Correctness first, then speed
Everything in this series so far produces a correct inference engine — it generates the right tokens. But correct is not the same as fast. The difference between a naive correct implementation and a production-grade one is often 10× or more in throughput. That gap is closed by a stack of optimizations — each one a separate technique, each one compounding on the others.
This chapter covers the four most important optimizations and — crucially — which bottleneck each one attacks. Recall from Chapter 06 that prefill is compute-bound and decode is memory-bound → Ch.06. Different optimizations target different bottlenecks, which is exactly why they stack rather than overlap.
FlashAttention — never write the giant matrix
Attention is the most expensive operation in a transformer. The naive way to compute it has a hidden performance killer: it creates an enormous intermediate matrix and writes it to slow memory. FlashAttention eliminates that write entirely.

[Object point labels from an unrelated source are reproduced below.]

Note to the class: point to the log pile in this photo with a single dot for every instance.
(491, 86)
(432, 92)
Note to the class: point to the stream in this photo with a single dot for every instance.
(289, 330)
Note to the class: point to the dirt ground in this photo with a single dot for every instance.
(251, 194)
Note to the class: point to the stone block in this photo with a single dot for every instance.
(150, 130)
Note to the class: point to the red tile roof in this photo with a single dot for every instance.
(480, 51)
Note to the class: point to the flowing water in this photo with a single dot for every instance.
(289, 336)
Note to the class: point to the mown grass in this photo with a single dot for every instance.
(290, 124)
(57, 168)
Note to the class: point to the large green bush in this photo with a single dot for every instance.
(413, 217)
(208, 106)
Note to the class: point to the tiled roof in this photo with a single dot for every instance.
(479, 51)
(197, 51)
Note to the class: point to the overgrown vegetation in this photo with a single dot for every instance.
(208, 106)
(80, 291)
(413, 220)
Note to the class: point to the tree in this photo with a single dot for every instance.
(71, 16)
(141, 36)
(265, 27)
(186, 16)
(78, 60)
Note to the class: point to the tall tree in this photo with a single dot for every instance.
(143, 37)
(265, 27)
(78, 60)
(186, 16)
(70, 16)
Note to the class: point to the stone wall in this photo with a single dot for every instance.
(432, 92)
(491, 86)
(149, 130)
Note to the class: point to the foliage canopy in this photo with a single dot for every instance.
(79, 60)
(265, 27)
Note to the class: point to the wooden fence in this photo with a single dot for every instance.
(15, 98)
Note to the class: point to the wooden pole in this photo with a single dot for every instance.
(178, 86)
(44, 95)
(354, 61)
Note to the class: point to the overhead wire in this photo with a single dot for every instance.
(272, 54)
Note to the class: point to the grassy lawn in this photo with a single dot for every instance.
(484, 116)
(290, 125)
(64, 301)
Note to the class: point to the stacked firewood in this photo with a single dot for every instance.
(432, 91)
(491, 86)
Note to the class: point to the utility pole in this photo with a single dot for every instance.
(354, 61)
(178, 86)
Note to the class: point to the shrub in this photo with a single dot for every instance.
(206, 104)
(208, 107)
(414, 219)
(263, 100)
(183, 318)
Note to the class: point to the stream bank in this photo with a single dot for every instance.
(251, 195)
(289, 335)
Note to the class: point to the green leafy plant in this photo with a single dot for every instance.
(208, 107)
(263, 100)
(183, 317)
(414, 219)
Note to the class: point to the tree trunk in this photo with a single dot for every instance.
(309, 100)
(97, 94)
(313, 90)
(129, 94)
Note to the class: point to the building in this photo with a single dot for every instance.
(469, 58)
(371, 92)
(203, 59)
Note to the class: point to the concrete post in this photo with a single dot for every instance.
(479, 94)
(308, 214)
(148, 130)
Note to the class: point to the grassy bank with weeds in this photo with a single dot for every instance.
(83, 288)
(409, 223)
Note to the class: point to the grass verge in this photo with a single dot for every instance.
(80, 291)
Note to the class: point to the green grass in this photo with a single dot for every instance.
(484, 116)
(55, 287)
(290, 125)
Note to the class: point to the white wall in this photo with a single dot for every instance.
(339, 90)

To understand how, we need to revisit the two kinds of GPU memory → Ch.01.
The memory hierarchy — the root of the problem
A GPU has two relevant kinds of memory. HBM (High Bandwidth Memory) is large — tens of gigabytes — but relatively slow. SRAM (on-chip memory) is tiny — a few megabytes — but extraordinarily fast, maybe 10× the bandwidth of HBM. The catch: SRAM is far too small to hold the big intermediate results of attention. So naive attention computes a result in SRAM, writes it out to HBM, reads it back, and so on — and all that HBM traffic is the bottleneck.

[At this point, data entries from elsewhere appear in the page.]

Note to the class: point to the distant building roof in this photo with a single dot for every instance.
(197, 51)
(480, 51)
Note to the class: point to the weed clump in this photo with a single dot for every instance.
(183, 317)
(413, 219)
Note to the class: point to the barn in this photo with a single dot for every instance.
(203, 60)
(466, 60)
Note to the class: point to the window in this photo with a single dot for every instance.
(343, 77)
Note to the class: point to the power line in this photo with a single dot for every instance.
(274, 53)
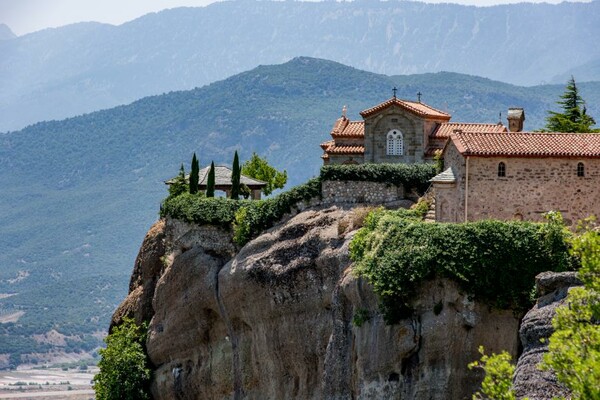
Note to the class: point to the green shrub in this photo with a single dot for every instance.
(408, 175)
(574, 347)
(257, 216)
(493, 261)
(201, 210)
(124, 371)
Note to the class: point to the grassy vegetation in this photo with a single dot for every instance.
(408, 175)
(493, 261)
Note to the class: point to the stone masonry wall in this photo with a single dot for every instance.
(532, 187)
(360, 192)
(450, 198)
(377, 128)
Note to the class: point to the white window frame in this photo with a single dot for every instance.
(395, 143)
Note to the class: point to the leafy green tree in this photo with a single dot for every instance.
(497, 384)
(195, 170)
(235, 177)
(574, 347)
(124, 372)
(574, 117)
(179, 185)
(210, 181)
(258, 168)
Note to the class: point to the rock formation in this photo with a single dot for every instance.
(536, 328)
(285, 317)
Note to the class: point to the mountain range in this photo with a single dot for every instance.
(78, 194)
(62, 72)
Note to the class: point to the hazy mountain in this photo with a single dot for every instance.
(56, 73)
(6, 33)
(79, 194)
(589, 71)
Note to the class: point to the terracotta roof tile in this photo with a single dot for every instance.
(327, 144)
(446, 129)
(528, 144)
(345, 149)
(354, 129)
(339, 125)
(417, 108)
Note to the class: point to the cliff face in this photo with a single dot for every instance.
(536, 328)
(275, 319)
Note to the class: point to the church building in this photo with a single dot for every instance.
(490, 171)
(397, 131)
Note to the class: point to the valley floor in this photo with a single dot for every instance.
(51, 383)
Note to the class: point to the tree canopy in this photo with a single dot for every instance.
(194, 175)
(574, 117)
(210, 183)
(235, 177)
(124, 371)
(258, 168)
(574, 348)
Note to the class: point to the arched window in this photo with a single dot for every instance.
(501, 169)
(580, 169)
(395, 143)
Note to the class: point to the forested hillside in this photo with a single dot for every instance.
(78, 195)
(58, 73)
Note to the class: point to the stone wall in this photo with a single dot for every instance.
(531, 187)
(450, 198)
(377, 128)
(360, 192)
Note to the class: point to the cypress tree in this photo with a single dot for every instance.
(194, 175)
(210, 182)
(574, 117)
(235, 178)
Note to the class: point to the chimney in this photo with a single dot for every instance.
(516, 118)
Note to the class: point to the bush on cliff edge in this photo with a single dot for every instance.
(124, 371)
(491, 260)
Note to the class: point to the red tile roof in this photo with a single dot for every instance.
(445, 129)
(344, 149)
(327, 144)
(420, 109)
(528, 144)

What naive attention does wrong
For a sequence of N tokens, naive attention computes an N×N matrix of attention scores — every token's relationship to every other token. For N=4,000 tokens, that's a 4,000×4,000 matrix = 16 million numbers, per attention head, per layer. This giant matrix is written to HBM, read back for the softmax, written again, read again. The matrix itself is never the final output — it's a throwaway intermediate — but moving it to and from HBM dominates the time.
Tiling — the core trick
Tiling means breaking the big computation into small blocks ("tiles") that each fit in fast SRAM. FlashAttention loads a tile of queries and a tile of keys into SRAM, computes their partial attention, updates a running result, then moves to the next tile — all without ever writing the full attention matrix to HBM. Through a clever running-softmax technique, it produces exactly the same answer as naive attention, but with a fraction of the HBM traffic.
By never materialising the N×N matrix in HBM, FlashAttention reduces memory traffic dramatically — often 5–10× less HBM I/O for long sequences. Since attention is memory-bound, less HBM traffic translates almost directly to speedup. It also reduces memory usage: the O(N²) matrix never exists, so memory scales linearly with sequence length instead of quadratically.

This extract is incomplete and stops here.